Лалумис берег как зеницу ока глиняные таблички с письменами предков. Однажды, бродя близ селения в поисках съедобных растений, укрытых тающим уже снежным покровом, он углубился в степь. Двое всадников налетели из тумана, подхватили ослабшего Лалумиса под руки. Котомка упала наземь. Он ясно слышал, как треснули от удара таблички. Лалумис вскричал, но пропахшая конским потом ладонь накрыла его рот. А потом десять лет он сторожил скотину в каком-то кочевом племени. На ночь его сажали на цепь в шатре. Кормили лепешками самого грубого помола и мутной похлебкой. Через десять лет, в ветреную и дождливую ночь, он бежал. Лалумис не знал, куда идет, питаясь в пути только травами и ягодами. Он пришел в холодную лесную страну, где люди в одеждах из шкур подобрали его почти умирающим. Жрец в ожерельях из медвежьих и волчьих зубов долго отпаивал его целебным отваром. «Хетта», - слабым голосом произносил беглец, тыча себя пальцем в грудь. Скоро он освоил язык своих спасителей.

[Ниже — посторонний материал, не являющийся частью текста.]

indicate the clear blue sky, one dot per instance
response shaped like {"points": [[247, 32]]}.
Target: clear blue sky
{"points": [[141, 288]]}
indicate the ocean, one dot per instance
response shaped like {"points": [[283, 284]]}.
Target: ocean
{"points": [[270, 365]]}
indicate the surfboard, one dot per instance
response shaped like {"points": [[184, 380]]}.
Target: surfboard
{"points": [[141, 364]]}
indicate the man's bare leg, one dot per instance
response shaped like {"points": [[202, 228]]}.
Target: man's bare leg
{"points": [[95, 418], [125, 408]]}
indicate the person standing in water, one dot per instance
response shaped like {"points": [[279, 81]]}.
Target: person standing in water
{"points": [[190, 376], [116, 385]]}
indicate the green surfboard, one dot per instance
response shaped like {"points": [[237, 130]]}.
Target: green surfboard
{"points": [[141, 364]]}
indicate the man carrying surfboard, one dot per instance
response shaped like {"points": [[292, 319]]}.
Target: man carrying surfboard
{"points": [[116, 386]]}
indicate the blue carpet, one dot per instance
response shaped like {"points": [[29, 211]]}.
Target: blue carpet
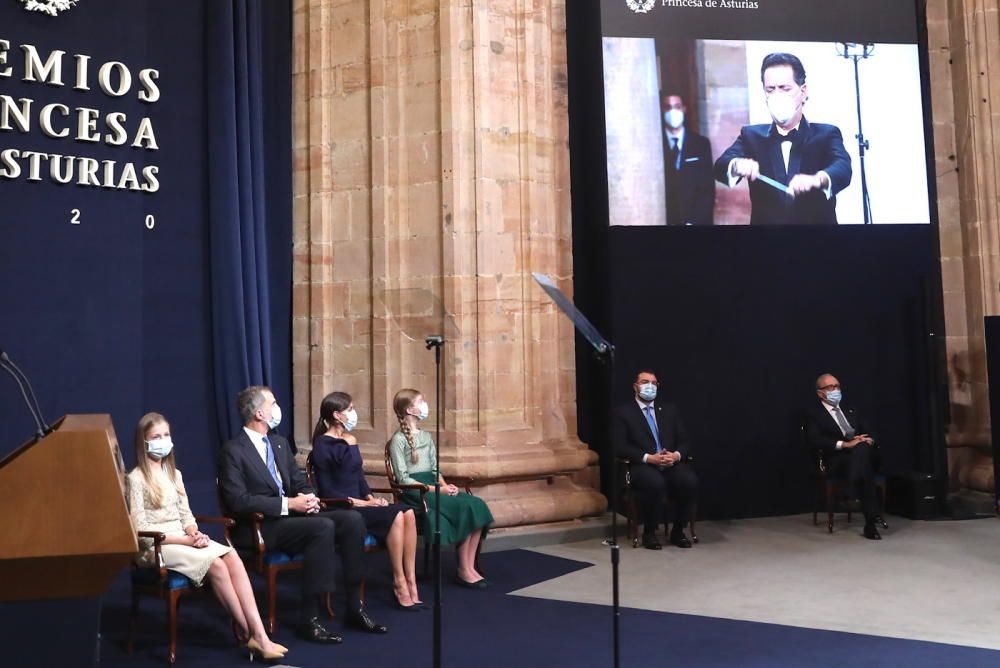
{"points": [[489, 629]]}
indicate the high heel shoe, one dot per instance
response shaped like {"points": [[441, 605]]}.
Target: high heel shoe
{"points": [[413, 607], [257, 650]]}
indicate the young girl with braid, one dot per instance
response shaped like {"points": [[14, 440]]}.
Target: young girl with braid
{"points": [[464, 517], [338, 469]]}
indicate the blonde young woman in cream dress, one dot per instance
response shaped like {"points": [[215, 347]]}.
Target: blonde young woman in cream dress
{"points": [[158, 502]]}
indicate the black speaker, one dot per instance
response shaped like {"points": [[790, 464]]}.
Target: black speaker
{"points": [[993, 376], [918, 496]]}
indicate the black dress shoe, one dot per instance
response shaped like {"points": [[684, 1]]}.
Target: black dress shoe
{"points": [[313, 631], [680, 540], [871, 533], [651, 542], [481, 583], [362, 622]]}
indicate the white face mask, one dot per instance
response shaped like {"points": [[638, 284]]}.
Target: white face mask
{"points": [[160, 447], [647, 391], [275, 416], [350, 420], [674, 118], [782, 108]]}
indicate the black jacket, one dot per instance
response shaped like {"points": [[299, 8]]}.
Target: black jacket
{"points": [[632, 435]]}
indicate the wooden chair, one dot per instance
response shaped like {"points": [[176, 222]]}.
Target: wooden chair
{"points": [[266, 562], [371, 543], [830, 488], [166, 585], [632, 512], [399, 489]]}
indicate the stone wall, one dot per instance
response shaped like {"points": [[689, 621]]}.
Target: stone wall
{"points": [[431, 179], [963, 45]]}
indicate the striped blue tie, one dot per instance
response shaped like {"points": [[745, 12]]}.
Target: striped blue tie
{"points": [[648, 410], [271, 467]]}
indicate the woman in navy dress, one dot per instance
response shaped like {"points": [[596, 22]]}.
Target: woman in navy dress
{"points": [[338, 470]]}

Вечерами, когда племя собиралось вкруг костра, он рассказывал северным людям о далекой стране под сенью гор. О том, как сладок вкус выращиваемого в долинах винограда. «Как это?» - жрец деревянных лесных богов высыпал перед ним из туеса на расстеленную шкуру алые и голубые ягоды. «Нет, слаще», - произносил Лалумис. Все упорно звали его просто «Хетта», будучи не в состоянии складно произнести иноязычное имя. Хетта-Лалумису приносили черепки битых глиняных сосудов, и он куском кремня выцарапывал на них клиновидные знаки, подробно объясняя значение каждого.
Племя поклонялось богам Грозы, Ветра и Счастливой Охоты, которым Хетта находил аналоги в родном пантеоне. Вместе со жрецами он стал участвовать в ритуальных жертвоприношениях великому Юмале. Старейшины охотничьего племени считали его непревзойденным рассказчиком. Он пел песни на неведомом им языке и переводил им предания своей родины, которые помнил сызмальства. Однажды он рассмешил вожака племени, заявив, что диких пчел можно приручить и заставить производить мед для
пропитания людей. Он освоил гончарство: лепил горшки из глины, обжигал их, и наносил причудливый узор из клинышков. Если когда-нибудь осколки найдут археологи, это произведет фурор в научном мире. Когда Хетта умер, его погребли в землянке, где он жил. А местность, где некогда поселился странный странник, так и стали звать Хетовой.